You in Five Acts

I laughed. “Come on.”


“I was,” you said. “I actually have somewhere to be, though. So if it’s not a good time, I’ll just be on my way.” Your tone was defensive, and I was grateful. All of a sudden I was looking for a fight.

“Why are you here?” I asked. “Did you just want to see me?”

“Maybe I did,” you said, crossing the room and grabbing behind me for your coat. Our bodies actually pressed together for a second, sending a dull ache of longing through my limbs. “Not anymore, though.”

“Why?” I asked. “Because I didn’t text you back within some allotted amount of time?”

“No,” you said, struggling with your zipper. “Because you’re being a jerk for no reason.”

“If you wanted to find out more about Ethan, you could just ask him,” I said, before I could stop myself. “Or better yet, go to his house. You’re his girlfriend, right?”

You glared at me. You weren’t wearing the FUCK OFF necklace, but I got the message loud and clear. “That’s really none of your business.”

“I think it is,” I said. “Because instead of showing up at his house, you’re at mine. And you didn’t come to run lines, right?” You stared at me wide-eyed but said nothing. Neither of us made a move for the door.

“You don’t understand anything,” you finally said. “I can’t just . . .” You shook your head, narrowed your eyes. “It’s complicated.”

“Why, because of his stupid play?” I asked.

“It’s not stupid to me!” you cried. “I need that play. I don’t have an agent or a résumé or a fucking Golden Globe nomination. I’m not some diamond in the rough like Joy, and I can’t write my own ticket like Ethan. I’m an aspiring actress in New York City. I might as well say I’m an ant in an ant farm.”

You are special, I should have said.
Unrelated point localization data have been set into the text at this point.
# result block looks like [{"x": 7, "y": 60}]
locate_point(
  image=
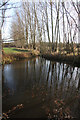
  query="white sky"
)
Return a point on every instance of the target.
[{"x": 11, "y": 14}]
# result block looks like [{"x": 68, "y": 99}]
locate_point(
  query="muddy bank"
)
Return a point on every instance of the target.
[
  {"x": 70, "y": 59},
  {"x": 9, "y": 58}
]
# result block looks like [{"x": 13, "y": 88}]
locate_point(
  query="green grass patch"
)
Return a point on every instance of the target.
[{"x": 14, "y": 50}]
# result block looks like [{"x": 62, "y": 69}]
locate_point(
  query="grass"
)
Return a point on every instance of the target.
[{"x": 14, "y": 50}]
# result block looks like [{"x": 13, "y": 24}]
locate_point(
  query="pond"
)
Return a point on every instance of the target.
[{"x": 45, "y": 88}]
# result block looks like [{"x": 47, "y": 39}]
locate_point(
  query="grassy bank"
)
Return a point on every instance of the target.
[
  {"x": 10, "y": 55},
  {"x": 70, "y": 59}
]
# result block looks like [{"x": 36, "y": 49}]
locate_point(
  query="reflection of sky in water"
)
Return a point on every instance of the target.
[{"x": 38, "y": 71}]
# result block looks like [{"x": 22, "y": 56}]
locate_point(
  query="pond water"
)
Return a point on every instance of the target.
[{"x": 45, "y": 88}]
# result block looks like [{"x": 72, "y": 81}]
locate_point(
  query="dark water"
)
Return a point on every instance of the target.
[{"x": 45, "y": 88}]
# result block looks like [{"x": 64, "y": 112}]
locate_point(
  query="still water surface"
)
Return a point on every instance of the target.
[{"x": 44, "y": 88}]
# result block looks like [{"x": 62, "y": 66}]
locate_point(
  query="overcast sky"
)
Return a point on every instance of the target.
[{"x": 11, "y": 14}]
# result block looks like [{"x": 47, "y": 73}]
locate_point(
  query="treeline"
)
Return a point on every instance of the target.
[{"x": 56, "y": 23}]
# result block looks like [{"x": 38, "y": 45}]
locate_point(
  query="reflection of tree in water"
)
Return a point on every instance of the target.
[{"x": 63, "y": 88}]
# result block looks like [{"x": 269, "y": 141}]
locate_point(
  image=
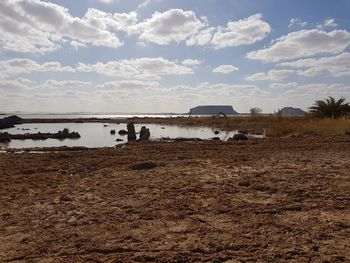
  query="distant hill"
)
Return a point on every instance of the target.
[
  {"x": 213, "y": 110},
  {"x": 292, "y": 111}
]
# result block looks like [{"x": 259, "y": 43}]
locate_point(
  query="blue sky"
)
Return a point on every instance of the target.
[{"x": 169, "y": 56}]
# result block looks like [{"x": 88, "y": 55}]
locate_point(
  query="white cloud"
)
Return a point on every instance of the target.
[
  {"x": 17, "y": 66},
  {"x": 285, "y": 86},
  {"x": 108, "y": 1},
  {"x": 329, "y": 22},
  {"x": 60, "y": 85},
  {"x": 16, "y": 85},
  {"x": 271, "y": 75},
  {"x": 146, "y": 3},
  {"x": 242, "y": 32},
  {"x": 191, "y": 62},
  {"x": 303, "y": 43},
  {"x": 128, "y": 85},
  {"x": 335, "y": 66},
  {"x": 225, "y": 69},
  {"x": 297, "y": 22},
  {"x": 174, "y": 25},
  {"x": 40, "y": 26},
  {"x": 126, "y": 22},
  {"x": 149, "y": 68}
]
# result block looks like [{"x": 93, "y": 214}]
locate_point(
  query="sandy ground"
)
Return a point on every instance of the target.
[{"x": 272, "y": 200}]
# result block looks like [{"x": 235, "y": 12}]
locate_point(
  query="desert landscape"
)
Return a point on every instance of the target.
[{"x": 268, "y": 200}]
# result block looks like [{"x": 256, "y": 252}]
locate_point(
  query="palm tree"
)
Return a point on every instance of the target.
[{"x": 329, "y": 108}]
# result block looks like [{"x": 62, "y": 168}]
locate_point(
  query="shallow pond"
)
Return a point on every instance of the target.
[{"x": 94, "y": 135}]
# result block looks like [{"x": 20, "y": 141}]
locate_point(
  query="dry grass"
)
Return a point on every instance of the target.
[{"x": 274, "y": 125}]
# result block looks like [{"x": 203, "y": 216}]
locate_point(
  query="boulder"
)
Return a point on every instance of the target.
[
  {"x": 122, "y": 132},
  {"x": 131, "y": 132},
  {"x": 9, "y": 122},
  {"x": 5, "y": 137},
  {"x": 239, "y": 137},
  {"x": 144, "y": 133}
]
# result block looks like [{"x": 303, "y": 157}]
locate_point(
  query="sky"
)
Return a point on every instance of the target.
[{"x": 169, "y": 56}]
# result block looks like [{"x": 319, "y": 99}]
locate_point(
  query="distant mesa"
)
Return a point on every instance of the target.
[
  {"x": 290, "y": 111},
  {"x": 213, "y": 110},
  {"x": 9, "y": 122}
]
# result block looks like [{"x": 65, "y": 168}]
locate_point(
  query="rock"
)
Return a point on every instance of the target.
[
  {"x": 144, "y": 166},
  {"x": 5, "y": 137},
  {"x": 64, "y": 134},
  {"x": 131, "y": 132},
  {"x": 9, "y": 122},
  {"x": 144, "y": 133},
  {"x": 122, "y": 132},
  {"x": 66, "y": 198},
  {"x": 239, "y": 137},
  {"x": 243, "y": 131}
]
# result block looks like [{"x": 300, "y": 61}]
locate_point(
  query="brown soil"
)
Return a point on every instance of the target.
[{"x": 272, "y": 200}]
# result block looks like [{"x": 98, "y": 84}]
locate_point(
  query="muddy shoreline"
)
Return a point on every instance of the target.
[{"x": 271, "y": 200}]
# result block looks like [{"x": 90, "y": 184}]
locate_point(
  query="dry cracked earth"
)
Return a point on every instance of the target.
[{"x": 271, "y": 200}]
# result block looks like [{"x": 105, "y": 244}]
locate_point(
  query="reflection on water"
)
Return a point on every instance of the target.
[{"x": 94, "y": 135}]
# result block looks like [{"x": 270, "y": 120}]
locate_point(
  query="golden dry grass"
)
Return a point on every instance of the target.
[{"x": 274, "y": 125}]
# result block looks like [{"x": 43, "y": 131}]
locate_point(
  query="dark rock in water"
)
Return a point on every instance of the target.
[
  {"x": 239, "y": 137},
  {"x": 181, "y": 139},
  {"x": 64, "y": 134},
  {"x": 131, "y": 132},
  {"x": 144, "y": 133},
  {"x": 122, "y": 132},
  {"x": 290, "y": 111},
  {"x": 144, "y": 166},
  {"x": 213, "y": 110},
  {"x": 10, "y": 122},
  {"x": 5, "y": 137}
]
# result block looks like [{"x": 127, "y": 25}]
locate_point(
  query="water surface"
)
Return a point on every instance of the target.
[{"x": 94, "y": 135}]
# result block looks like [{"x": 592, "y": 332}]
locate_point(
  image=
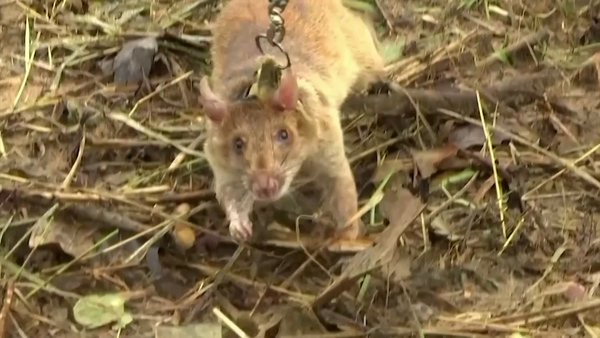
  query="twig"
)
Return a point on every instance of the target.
[{"x": 566, "y": 163}]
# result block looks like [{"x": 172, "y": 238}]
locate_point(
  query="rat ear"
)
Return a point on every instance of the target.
[
  {"x": 286, "y": 96},
  {"x": 214, "y": 107}
]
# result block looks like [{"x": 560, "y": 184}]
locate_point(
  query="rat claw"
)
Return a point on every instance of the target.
[{"x": 240, "y": 230}]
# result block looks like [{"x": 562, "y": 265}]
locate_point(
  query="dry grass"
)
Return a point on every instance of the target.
[{"x": 104, "y": 189}]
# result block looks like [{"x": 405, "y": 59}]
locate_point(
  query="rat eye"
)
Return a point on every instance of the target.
[
  {"x": 238, "y": 144},
  {"x": 282, "y": 135}
]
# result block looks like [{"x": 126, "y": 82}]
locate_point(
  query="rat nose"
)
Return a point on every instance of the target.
[{"x": 265, "y": 185}]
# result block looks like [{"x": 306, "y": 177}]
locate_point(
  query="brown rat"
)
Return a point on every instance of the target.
[{"x": 256, "y": 147}]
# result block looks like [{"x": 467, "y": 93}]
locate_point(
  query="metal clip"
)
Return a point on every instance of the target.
[{"x": 276, "y": 31}]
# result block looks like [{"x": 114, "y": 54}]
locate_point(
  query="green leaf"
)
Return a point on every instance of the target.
[{"x": 97, "y": 310}]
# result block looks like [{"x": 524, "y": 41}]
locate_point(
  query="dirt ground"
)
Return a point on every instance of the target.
[{"x": 110, "y": 228}]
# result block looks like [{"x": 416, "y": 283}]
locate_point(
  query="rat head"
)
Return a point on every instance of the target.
[{"x": 263, "y": 140}]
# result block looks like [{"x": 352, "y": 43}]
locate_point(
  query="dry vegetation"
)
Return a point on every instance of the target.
[{"x": 108, "y": 225}]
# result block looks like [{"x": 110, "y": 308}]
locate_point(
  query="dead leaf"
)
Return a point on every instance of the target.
[
  {"x": 134, "y": 62},
  {"x": 390, "y": 167},
  {"x": 401, "y": 208},
  {"x": 469, "y": 135},
  {"x": 73, "y": 239},
  {"x": 428, "y": 160}
]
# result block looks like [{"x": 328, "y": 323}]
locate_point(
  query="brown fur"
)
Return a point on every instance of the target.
[{"x": 332, "y": 52}]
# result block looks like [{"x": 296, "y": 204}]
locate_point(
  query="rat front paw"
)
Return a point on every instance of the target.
[{"x": 240, "y": 230}]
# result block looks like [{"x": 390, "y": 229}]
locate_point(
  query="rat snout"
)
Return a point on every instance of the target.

Instead, I laughed dismissively, like a dick.

“You can’t even see what you have, can you?” you asked. “Everyone at school would kill themselves to be you. And you don’t even care.”

“I didn’t think you cared,” I said. “I thought you were better.”

You nodded slowly, your eyes glistening somewhere between anger and tears. “I thought you were nicer,” you said. I swallowed, hard.

“You should go to Staten Island,” I said. “I’m not his understudy.”

I felt guilty when the door slammed behind you, but not as guilty as I feel now. If I had known what you were going through, and how bad it was getting, I never would have said any of it. I never would have said anything at all. I would have opened that door and held you in my arms and never let you go.





Act Three


   Liv





Chapter Fourteen


    February 25

77 days left


I SHOULDN’T HAVE JUST SHOWN UP at your house, I knew that—don’t you think I knew that? I hadn’t even planned to, but then the train screeched to a stop at 86th and I was already on the platform before I even realized I’d stood up. This time it wasn’t an accident, though—“D, Sun, 2pm.” God, how high had I been when I’d written that down? High enough to forget who the “D” stood for—and as I climbed the stairs up to Broadway, I just kept thinking, maybe. Maybe you’d be home. Maybe you’d let me in. Maybe sitting in your room, listening to you talk while your grandma clinked around in the kitchen would work again, and I could leave feeling happy and hopeful and not like I needed to get back on the train to go meet the other D, the one who gave me that feeling in a bottle for twenty bucks.

But that had been a mistake, clearly, and so I was panicking as I walked as fast as I could to the subway, my boots slip-sliding on the black ice, my skin sweaty under my clothes, my heart racing so fast it was hard to believe I hadn’t already taken something. The night before I’d gotten drunk and stoned, which took the edge off the Ritalin, and drifted off into an easy sleep, but I’d woken up in the morning with a monster headache and I was all out of pills so I knew what I had to do if I wanted to feel normal again.